There’s a long article in today’s LA Times (registration required) about a young woman who was found dead in Laurel Canyon, about two miles from here. She was an aspiring actor. She thought she was going on an audition for a role in a James Bond film. The guy apparently had used this scam before, though it’s unclear if he was aiming for rape or murder. It’s so ugly I could scream.
I think what gets me most about it is how vulnerable ambition makes us. I’m sure many, if not most, women would be suspicious of a man approaching in a shopping mall, offering a chance at a movie role. But what if he sounded like he knew what he was talking about? There are all sorts of stories of careers that got started in public places, from the legendary discovery of Lana Turner sitting on a fountain stool at Schwab’s on down. And hell, I’ve been approached in a mall. Someone wanted me to bring Damian in to get auditioned at some kiddie casting company. I never followed it up, but I did and do think the woman was for real.
So here’s the question: what if you were young – very young – and hungry, oh so hungry. You’d moved to the City of Angels thinking the roads would be paved with gold and your name would be engraved on a star on Hollywood Boulevard by the time you turned thirty, and yet here you were, three or five years later, waitressing at some dive or someone’s gofer or nanny, with maybe a commercial under your belt, maybe some student shorts, but really nothing to say you were the next big thing, and now you’re having trouble paying the rent and you’re looking in the mirror and the face that looks back at you doesn’t look so fresh anymore. And then a man comes up to you in a mall. Smart, well dressed. He says you have the right look, it’s a small part, mostly eye candy, but it will get you into SAG and I’ll make sure you’ll be noticed after that. Please come in and audition for us.
Would you do it?
Someone desperate enough, hungry enough, someone who’s been hoping for her big break but seeing the possibilities slipping away, someone like that might have her doubts about this guy, but might feel like it was worth that risk. One guy, what could he do to her anyway? And what if it was for real? How could she pass up the chance?

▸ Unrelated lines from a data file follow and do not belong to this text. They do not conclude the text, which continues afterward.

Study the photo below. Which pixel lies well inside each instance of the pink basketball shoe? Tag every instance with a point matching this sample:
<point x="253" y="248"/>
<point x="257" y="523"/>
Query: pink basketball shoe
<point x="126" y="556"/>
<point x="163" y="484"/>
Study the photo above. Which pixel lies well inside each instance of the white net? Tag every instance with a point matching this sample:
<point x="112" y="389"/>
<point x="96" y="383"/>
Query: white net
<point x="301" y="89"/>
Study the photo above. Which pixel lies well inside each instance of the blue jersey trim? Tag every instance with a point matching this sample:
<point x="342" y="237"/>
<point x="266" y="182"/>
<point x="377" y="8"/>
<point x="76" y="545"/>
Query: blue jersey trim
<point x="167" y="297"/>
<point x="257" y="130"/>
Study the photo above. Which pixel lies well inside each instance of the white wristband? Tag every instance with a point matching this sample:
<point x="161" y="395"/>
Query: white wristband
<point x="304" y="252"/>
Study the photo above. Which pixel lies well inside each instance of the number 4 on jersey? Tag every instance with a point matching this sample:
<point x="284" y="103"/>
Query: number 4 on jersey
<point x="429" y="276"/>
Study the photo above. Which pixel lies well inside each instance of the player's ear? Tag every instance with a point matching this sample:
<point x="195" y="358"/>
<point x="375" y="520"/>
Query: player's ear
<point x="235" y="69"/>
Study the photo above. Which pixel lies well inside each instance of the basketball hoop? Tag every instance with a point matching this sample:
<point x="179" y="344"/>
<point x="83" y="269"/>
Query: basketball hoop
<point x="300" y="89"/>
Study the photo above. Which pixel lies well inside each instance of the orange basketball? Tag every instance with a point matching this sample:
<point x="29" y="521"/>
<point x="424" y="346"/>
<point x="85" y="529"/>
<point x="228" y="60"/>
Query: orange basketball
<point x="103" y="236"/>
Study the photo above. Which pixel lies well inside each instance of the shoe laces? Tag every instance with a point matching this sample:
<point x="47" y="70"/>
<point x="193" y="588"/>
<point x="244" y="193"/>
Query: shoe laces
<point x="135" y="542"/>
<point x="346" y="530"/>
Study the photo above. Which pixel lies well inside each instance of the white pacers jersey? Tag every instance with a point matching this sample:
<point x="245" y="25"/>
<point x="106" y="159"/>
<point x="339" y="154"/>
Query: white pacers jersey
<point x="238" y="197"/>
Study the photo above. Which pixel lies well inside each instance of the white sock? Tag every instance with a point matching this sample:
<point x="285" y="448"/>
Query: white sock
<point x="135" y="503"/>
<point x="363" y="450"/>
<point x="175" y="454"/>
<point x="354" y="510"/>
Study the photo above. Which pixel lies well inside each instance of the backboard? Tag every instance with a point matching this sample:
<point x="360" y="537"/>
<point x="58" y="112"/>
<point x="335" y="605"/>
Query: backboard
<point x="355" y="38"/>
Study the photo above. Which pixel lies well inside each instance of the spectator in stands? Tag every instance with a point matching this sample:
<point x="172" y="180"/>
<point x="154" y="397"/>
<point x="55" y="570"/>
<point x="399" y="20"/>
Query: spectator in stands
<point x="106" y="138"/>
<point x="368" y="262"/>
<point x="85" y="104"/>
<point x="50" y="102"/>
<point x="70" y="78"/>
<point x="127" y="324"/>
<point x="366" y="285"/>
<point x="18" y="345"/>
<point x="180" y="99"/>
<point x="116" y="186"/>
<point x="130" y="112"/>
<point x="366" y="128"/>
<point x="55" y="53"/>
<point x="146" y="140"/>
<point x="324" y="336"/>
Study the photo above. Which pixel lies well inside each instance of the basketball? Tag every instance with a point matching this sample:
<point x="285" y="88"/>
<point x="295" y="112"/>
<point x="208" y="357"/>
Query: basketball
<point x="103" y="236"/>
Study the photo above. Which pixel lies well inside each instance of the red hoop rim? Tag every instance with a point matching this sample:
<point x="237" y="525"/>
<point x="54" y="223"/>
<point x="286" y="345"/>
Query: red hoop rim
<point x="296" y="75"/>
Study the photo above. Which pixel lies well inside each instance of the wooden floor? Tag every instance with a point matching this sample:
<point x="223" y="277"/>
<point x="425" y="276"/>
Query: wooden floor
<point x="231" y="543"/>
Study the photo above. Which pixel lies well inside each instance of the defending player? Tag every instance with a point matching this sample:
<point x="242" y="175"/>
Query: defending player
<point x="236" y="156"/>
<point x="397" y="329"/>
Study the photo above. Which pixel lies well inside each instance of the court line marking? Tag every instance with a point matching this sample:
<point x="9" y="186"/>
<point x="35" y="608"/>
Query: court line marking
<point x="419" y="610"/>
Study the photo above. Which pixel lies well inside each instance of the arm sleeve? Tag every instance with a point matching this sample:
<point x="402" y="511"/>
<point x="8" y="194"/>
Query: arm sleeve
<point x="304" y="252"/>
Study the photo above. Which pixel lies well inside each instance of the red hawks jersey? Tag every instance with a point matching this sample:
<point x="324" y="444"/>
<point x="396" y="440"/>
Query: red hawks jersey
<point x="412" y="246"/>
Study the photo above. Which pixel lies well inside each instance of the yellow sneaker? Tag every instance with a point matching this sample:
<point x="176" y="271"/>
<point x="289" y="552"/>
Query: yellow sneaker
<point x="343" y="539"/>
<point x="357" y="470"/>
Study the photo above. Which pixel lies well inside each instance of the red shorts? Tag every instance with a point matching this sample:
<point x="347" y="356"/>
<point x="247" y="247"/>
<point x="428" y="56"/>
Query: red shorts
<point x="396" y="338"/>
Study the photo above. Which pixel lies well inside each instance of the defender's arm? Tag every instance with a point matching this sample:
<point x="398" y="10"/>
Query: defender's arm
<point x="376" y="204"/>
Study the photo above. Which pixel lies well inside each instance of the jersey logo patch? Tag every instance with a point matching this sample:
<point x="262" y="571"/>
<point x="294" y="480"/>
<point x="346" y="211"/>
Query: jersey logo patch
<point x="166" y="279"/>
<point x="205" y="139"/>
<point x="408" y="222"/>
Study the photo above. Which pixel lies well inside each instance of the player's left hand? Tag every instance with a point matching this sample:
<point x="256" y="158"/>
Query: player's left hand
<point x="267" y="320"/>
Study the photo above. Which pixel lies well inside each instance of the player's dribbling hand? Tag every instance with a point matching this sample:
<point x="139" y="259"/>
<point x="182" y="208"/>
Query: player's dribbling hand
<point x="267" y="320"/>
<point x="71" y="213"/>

The horror of Hollywood is that that brass ring is so close. You brush up against fame practically every day. It’s driving the Ferrari zooming next to you on Olympic Boulevard, it’s strolling down Montana Avenue on a mild Saturday afternoon, it’s even shopping at Bristol Farms for eggs and oranges in the next aisle. What do they have that you don’t? Success, that’s what. Someone gave them that chance or they created it for themselves. And you can taste it too, it’s in the air and in the over-chlorinated water that nobody drinks. You can smell it in the perfume of night blooming jasmine on February nights. You pick up the trades, read about the latest hot thing. You overhear conversations at the local Coffee Bean, someone’s casting that role but it’s too late by the time you get there, the part’s been filled. Fame. Success. It’s so close. So impossibly far. And so you go up Laurel Canyon wearing the stilettos and stockings he gave you. You go up to your death because you wanted fame too much.
It’s an old story. Cliché, even. But damnit all, it’s still too horribly true.